Slipped into the tax bill just passed by Congress S were several little-noticed provisions affecting employers who provide child care and the four million families who take advantage of the tax credit for child care. While two of the more creative tax breaks did not survive the conference committee, the tax bill nevertheless continues to encourage a socially responsible approach to child care by giving employers and employes a tax break for money spent on it.
One of the major changes in the bill is that it establishes a sliding scale credit that is based on family income and will benefit lower-income families. Under previous law, the maximum a family could receive as a tax credit for child care was 20 percent of what was paid. Beginning in January 1982, when the new provisions take effect, families with incomes of $10,000 or below will be eligible for a tax credit equal to 30 percent of their day care expenditures. Then, for every $2,000 or fraction thereof by which the family income exceeds $10,000, the credit for day care is reduced by 1 percent from the 30 percent maximum. When a family's income goes over $28,000, the credit is 20 percent, but it will not go below that.

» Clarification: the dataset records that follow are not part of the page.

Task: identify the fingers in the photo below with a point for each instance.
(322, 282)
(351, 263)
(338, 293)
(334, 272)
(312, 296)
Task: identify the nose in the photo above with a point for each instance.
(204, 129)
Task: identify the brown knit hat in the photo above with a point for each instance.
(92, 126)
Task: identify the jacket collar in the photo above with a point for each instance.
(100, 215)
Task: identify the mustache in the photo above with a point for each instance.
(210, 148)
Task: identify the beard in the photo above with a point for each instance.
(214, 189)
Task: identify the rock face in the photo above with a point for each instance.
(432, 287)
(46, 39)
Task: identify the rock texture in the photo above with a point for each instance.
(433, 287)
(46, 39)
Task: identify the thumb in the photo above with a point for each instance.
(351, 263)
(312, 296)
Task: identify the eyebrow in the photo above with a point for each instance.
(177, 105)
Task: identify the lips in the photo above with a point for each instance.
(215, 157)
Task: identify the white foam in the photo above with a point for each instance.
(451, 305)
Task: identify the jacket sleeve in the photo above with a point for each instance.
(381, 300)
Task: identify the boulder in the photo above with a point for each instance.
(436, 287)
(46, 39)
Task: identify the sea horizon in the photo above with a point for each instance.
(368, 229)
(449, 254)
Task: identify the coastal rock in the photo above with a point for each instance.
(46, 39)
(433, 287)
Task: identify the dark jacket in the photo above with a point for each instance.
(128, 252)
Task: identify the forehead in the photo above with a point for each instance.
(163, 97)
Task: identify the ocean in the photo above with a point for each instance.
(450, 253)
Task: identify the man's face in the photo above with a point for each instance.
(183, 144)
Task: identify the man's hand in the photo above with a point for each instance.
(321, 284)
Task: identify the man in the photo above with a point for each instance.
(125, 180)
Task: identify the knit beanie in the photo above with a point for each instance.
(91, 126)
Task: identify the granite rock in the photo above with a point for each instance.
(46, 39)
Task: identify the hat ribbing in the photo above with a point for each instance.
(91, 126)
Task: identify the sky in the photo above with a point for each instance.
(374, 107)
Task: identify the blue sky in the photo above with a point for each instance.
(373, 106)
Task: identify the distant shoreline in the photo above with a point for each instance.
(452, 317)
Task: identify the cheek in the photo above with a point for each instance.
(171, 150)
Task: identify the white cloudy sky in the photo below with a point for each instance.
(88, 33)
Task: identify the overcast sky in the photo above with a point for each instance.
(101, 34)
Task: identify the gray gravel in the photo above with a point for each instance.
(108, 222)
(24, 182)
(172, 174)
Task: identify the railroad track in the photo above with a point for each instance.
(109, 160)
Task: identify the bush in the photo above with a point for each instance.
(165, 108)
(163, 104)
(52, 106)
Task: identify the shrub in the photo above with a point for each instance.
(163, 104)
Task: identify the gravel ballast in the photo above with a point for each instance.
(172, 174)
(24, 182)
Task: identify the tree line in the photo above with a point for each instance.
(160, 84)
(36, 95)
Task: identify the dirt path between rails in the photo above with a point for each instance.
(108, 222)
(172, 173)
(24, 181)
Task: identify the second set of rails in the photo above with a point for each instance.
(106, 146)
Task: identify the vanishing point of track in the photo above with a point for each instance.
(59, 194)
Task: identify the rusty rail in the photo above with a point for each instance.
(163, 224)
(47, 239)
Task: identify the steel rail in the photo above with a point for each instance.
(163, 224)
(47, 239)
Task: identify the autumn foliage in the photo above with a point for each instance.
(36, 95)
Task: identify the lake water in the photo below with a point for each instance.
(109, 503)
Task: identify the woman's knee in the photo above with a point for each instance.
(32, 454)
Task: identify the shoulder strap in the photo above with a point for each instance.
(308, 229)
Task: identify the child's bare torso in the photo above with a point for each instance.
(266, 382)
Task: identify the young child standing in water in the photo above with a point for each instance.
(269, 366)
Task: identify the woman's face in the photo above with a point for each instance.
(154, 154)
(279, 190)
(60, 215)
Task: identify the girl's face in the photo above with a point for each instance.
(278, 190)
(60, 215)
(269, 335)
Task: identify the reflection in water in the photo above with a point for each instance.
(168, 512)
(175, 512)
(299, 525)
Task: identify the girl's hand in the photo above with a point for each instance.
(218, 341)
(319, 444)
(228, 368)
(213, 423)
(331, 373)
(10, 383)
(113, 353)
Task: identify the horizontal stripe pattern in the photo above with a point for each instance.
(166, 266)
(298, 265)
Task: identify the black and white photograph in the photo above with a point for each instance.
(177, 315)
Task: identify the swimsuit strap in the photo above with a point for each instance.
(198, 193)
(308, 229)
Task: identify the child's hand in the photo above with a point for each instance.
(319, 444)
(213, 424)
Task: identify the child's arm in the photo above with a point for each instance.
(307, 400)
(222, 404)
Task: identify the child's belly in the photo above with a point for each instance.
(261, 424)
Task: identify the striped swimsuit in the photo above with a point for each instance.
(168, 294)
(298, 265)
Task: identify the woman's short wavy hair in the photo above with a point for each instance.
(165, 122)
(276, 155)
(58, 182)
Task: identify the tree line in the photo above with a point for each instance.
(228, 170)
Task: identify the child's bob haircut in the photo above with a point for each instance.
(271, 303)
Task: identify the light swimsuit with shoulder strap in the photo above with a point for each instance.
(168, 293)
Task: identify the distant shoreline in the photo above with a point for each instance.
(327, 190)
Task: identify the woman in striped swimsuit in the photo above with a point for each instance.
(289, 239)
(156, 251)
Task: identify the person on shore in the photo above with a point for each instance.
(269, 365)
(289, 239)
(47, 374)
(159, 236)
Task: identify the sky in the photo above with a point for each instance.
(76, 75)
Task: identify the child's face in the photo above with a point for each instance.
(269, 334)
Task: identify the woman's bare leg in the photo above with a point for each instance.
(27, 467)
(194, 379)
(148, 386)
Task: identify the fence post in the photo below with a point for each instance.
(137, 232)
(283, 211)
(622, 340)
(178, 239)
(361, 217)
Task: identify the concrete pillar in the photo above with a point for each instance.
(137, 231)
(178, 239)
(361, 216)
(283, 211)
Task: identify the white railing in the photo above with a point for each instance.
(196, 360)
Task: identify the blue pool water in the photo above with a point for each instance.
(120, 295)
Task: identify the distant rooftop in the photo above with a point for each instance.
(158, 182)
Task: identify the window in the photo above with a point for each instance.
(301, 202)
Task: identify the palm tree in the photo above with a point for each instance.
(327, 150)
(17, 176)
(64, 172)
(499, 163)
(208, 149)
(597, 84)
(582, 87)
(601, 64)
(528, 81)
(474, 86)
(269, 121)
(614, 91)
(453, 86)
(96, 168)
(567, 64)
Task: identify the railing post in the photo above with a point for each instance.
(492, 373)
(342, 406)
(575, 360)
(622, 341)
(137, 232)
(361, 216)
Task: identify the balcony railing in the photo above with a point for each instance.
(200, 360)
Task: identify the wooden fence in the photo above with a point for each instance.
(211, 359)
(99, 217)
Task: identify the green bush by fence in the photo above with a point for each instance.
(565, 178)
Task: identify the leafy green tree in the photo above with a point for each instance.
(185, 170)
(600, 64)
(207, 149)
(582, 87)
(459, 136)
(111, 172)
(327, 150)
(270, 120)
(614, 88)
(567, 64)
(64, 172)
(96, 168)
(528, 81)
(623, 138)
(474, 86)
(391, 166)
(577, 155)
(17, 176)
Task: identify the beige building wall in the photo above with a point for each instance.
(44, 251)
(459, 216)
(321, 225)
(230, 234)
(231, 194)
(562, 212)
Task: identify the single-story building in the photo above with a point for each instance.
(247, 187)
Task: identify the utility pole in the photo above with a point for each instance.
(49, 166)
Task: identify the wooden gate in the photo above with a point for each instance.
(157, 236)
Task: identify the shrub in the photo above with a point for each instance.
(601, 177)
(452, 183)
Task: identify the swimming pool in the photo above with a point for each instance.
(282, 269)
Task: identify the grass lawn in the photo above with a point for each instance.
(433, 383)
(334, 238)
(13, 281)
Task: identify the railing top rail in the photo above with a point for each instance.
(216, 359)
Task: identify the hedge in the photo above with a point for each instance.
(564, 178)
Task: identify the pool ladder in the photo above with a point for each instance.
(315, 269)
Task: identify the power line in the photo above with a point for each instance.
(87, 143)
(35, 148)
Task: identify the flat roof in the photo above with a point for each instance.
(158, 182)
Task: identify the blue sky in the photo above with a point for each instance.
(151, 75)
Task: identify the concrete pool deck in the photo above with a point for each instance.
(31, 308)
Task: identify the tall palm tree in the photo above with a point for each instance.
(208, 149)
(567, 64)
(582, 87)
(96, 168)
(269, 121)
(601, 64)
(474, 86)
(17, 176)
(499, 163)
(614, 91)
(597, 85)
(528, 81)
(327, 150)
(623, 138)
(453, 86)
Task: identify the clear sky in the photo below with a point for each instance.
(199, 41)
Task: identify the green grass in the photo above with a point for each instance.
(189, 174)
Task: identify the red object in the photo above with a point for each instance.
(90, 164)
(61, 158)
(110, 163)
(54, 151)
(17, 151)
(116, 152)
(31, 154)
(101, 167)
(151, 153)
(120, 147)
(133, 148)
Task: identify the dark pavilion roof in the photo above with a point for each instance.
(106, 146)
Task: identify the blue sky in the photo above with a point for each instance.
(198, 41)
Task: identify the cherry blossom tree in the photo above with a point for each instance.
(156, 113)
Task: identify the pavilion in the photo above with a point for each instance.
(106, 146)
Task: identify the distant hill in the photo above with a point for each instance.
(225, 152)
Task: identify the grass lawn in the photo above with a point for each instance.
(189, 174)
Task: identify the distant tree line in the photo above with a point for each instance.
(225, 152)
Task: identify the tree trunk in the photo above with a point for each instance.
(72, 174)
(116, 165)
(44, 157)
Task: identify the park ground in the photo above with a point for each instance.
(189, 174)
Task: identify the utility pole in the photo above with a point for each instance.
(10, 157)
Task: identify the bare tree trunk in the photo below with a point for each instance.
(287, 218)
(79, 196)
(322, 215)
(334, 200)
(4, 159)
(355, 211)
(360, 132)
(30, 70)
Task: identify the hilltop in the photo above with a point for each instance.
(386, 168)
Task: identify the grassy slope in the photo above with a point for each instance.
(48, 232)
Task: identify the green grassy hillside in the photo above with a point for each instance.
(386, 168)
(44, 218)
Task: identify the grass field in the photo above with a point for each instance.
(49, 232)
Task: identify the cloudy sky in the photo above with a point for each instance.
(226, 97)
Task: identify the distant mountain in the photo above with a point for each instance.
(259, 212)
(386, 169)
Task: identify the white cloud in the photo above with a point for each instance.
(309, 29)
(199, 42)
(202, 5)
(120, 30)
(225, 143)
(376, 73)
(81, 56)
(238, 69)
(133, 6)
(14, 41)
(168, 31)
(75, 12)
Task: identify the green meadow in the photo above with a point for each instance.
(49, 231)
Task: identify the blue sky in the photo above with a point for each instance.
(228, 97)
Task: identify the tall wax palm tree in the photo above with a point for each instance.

Under the current law, the allowable expense against which families could claim credit was $2,000 for one child and $4,000 for two or more. That has now been raised to $2,400 and $4,800, respectively. This means that a family that previously received an $800 tax credit for spending $4,000 or more for child care could now receive $960 or more in tax credits. Martha Phillips, a staff member on the House Ways and Means Committee who helped draft the child care provisions for Rep. Barber Conable (R-N.Y.) says that the average expenditure on child care is "substantially" less than the $2,400 and $4,800 figures, which means that most people will be getting a tax break on all of the money they spend on child care.
"About half of the people at every income level are somehow getting free child care," says Phillips. "Husbands and wives switch shifts, they get their teen-ager to look after the children, they get relatives to help, or they're latchkey children. Some women have gone back to work and taken the kids with them. The thought pattern seems to be, 'We're working for the money and if we have to spend it on child care, we won't be getting it.'
"Another major breakthrough," Phillips adds, "is that day care provided as a fringe benefit by employers for employes will not be considered taxable income for the employe."

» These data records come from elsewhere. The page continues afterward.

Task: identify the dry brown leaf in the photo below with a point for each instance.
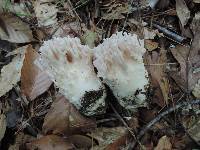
(150, 45)
(156, 68)
(16, 30)
(81, 141)
(63, 118)
(164, 144)
(181, 54)
(106, 136)
(182, 11)
(2, 126)
(34, 81)
(20, 140)
(50, 142)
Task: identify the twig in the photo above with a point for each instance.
(159, 117)
(169, 33)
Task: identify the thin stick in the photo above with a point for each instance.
(159, 117)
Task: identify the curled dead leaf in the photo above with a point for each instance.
(63, 118)
(16, 30)
(156, 68)
(2, 126)
(164, 144)
(50, 142)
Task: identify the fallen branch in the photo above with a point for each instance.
(159, 117)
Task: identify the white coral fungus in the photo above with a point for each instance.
(119, 61)
(70, 66)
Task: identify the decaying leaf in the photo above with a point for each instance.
(150, 45)
(81, 141)
(34, 81)
(2, 126)
(106, 136)
(20, 140)
(182, 11)
(63, 118)
(156, 67)
(164, 144)
(46, 13)
(11, 73)
(16, 30)
(196, 90)
(192, 126)
(116, 10)
(182, 54)
(50, 142)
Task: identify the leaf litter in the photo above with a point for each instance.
(99, 74)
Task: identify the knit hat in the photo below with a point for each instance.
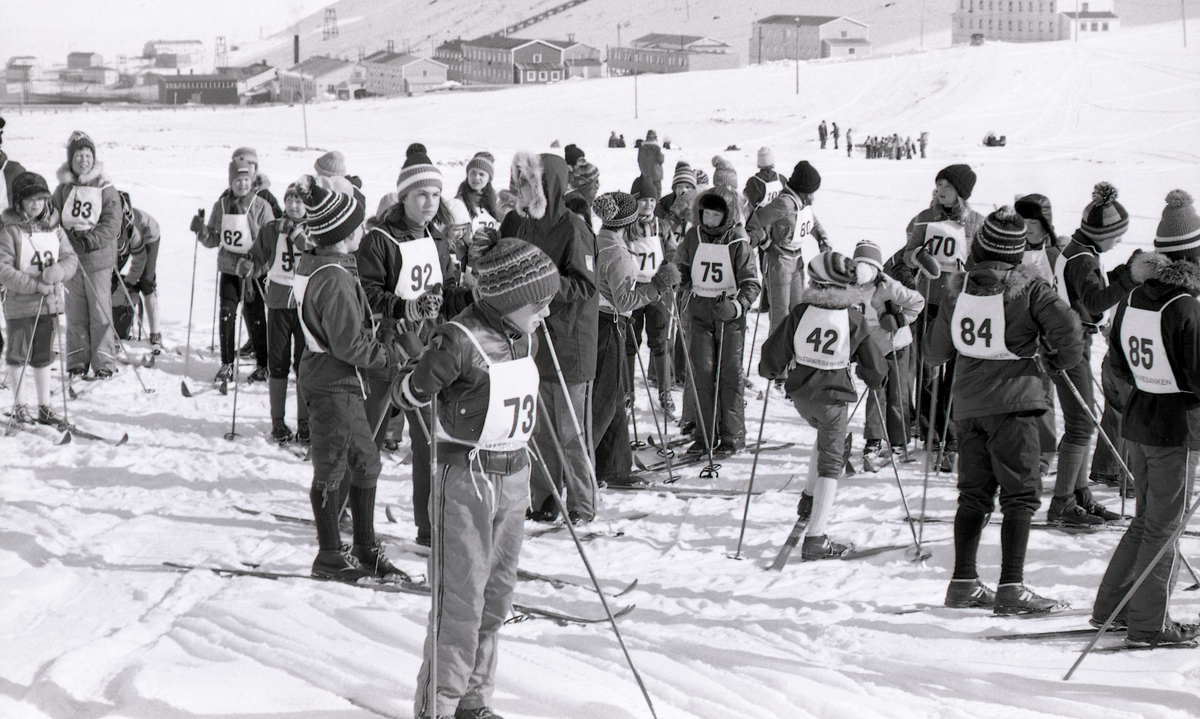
(724, 175)
(418, 173)
(960, 177)
(1104, 219)
(333, 216)
(1179, 231)
(330, 165)
(616, 209)
(240, 167)
(79, 139)
(643, 189)
(28, 185)
(1036, 207)
(571, 154)
(805, 179)
(832, 269)
(766, 157)
(869, 252)
(514, 274)
(485, 162)
(684, 174)
(1002, 238)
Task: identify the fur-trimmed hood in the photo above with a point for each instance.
(93, 178)
(1156, 267)
(994, 277)
(832, 298)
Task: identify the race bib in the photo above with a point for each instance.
(37, 252)
(822, 339)
(977, 327)
(82, 207)
(947, 243)
(235, 234)
(712, 270)
(420, 268)
(1141, 340)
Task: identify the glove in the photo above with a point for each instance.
(727, 310)
(245, 267)
(667, 277)
(53, 274)
(927, 263)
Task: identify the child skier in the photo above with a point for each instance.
(340, 345)
(237, 219)
(276, 251)
(995, 318)
(1153, 345)
(35, 258)
(1083, 282)
(480, 367)
(720, 276)
(813, 349)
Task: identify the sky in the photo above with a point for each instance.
(52, 29)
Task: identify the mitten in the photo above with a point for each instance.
(727, 310)
(667, 277)
(927, 263)
(53, 274)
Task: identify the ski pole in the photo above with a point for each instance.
(754, 468)
(29, 355)
(1170, 541)
(592, 574)
(191, 305)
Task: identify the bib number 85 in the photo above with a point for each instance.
(1141, 352)
(520, 405)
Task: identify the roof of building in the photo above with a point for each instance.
(797, 19)
(1091, 16)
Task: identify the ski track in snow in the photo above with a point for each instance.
(94, 625)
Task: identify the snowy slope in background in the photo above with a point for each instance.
(93, 625)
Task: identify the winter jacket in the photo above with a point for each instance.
(454, 369)
(1168, 419)
(263, 255)
(773, 227)
(258, 214)
(1087, 291)
(543, 220)
(887, 295)
(381, 268)
(9, 172)
(337, 316)
(621, 293)
(22, 298)
(1036, 319)
(816, 384)
(97, 246)
(745, 271)
(961, 213)
(145, 232)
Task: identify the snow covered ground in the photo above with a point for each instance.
(93, 624)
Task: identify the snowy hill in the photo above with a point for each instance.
(93, 624)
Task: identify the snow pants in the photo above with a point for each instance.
(1163, 478)
(89, 310)
(576, 474)
(481, 521)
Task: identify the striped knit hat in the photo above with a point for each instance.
(1002, 238)
(1179, 231)
(514, 274)
(333, 216)
(485, 162)
(1104, 219)
(418, 173)
(684, 175)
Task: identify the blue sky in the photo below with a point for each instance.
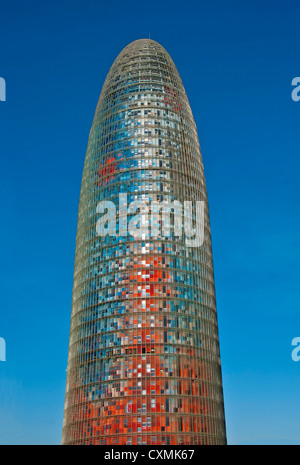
(237, 61)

Congress has decided to put off to 1984 consideration of what are fringe benefits and what is a benefit that can be taxed as income, such as free parking at work and cheap flights for airline employes. The question of whether day care could be taxed had been caught up in that delay.
"We doubt that, in fact, very many people have been receiving day care as a fringe benefit and have been paying taxes on it, but this removes the cloud over the whole issue," says Phillips. "We expect there will be an increase in collective bargaining and employe agitation for this kind of benefit."

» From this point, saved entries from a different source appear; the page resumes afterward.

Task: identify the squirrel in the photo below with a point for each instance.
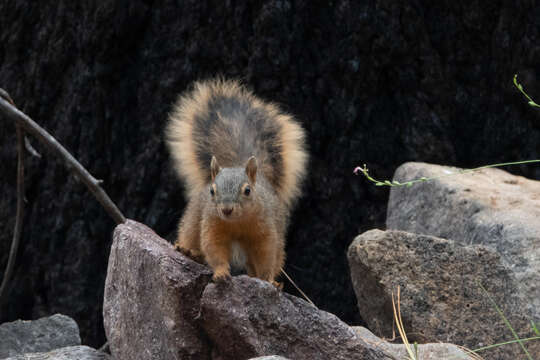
(242, 160)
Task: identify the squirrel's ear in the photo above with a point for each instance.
(214, 168)
(251, 169)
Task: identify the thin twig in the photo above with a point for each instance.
(91, 183)
(20, 205)
(297, 288)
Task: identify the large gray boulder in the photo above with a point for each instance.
(159, 305)
(490, 207)
(152, 295)
(441, 299)
(248, 317)
(66, 353)
(45, 334)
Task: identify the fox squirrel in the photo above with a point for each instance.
(242, 160)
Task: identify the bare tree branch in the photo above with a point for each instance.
(73, 165)
(20, 204)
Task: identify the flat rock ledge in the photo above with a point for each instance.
(441, 297)
(490, 207)
(67, 353)
(160, 305)
(41, 335)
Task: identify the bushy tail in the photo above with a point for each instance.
(222, 118)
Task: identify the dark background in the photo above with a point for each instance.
(380, 82)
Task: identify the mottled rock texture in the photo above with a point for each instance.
(441, 297)
(65, 353)
(158, 305)
(375, 81)
(152, 297)
(490, 207)
(42, 335)
(248, 317)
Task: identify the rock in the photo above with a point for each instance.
(490, 207)
(381, 82)
(432, 351)
(152, 295)
(247, 317)
(40, 335)
(66, 353)
(440, 295)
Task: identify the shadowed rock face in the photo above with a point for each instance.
(372, 81)
(159, 305)
(152, 296)
(42, 335)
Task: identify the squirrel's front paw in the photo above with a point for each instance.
(221, 275)
(192, 254)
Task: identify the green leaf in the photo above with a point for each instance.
(535, 329)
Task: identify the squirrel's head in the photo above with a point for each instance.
(233, 189)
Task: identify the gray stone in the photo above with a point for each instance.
(247, 317)
(66, 353)
(441, 300)
(489, 207)
(431, 351)
(152, 295)
(45, 334)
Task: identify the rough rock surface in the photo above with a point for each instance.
(152, 296)
(431, 351)
(155, 308)
(45, 334)
(490, 207)
(381, 82)
(247, 317)
(441, 299)
(66, 353)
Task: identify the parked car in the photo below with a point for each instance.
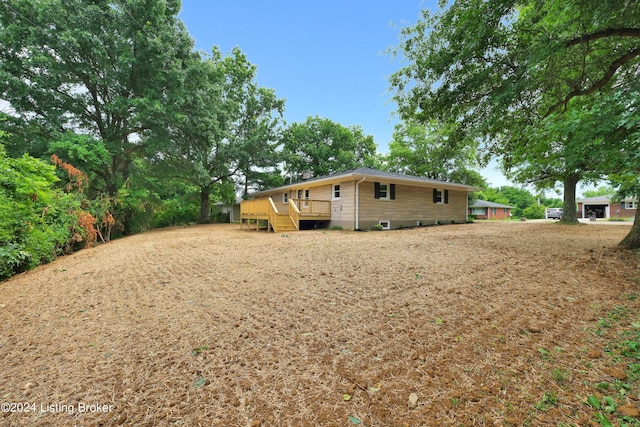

Under current law, all the costs of running a day care center are tax deductible to employers, and any building or refurbishing costs they have can be written off in five years. A bill introduced by Sen. Howard Metzenbaum (D-Ohio) would have given further incentives to employers for providing day care arrangements by allowing them a tax credit equal to 50 percent of their costs in operating a center or in contracting for child care. Thus an employer who spends $200 a month on child care for an employe would have received a $100 tax credit. But this provision did not survive in the conference committee.
Nor did an effort by Conable to broaden the tax-exempt status of nonprofit day care centers to those which are not operated exclusively for educational purposes. Under current law, to be tax exempt, centers must meet this exclusively educational standard, and the Internal Revenue Service has interpreted this narrowly to exclude infant and after-school day care centers, arguing that they are custodial rather than educational.
Both provisions would have encouraged employers and employes actively to get involved in developing child care provisions for America's working parents. Surveys of working parents, particularly working women, consistently have shown that child care arrangements have been among their most distressing problems. A National Survey of Working Women drew responses from 80,000 women and a third of them said they were dissatisfied with their child care arrangments. While there is more that government can do to promote good child care, it is clear from the tax bill that Congress is no longer ignoring the problem and that it is willing to use tax incentives to encourage enlightened employers to begin meeting the needs of a changing work force.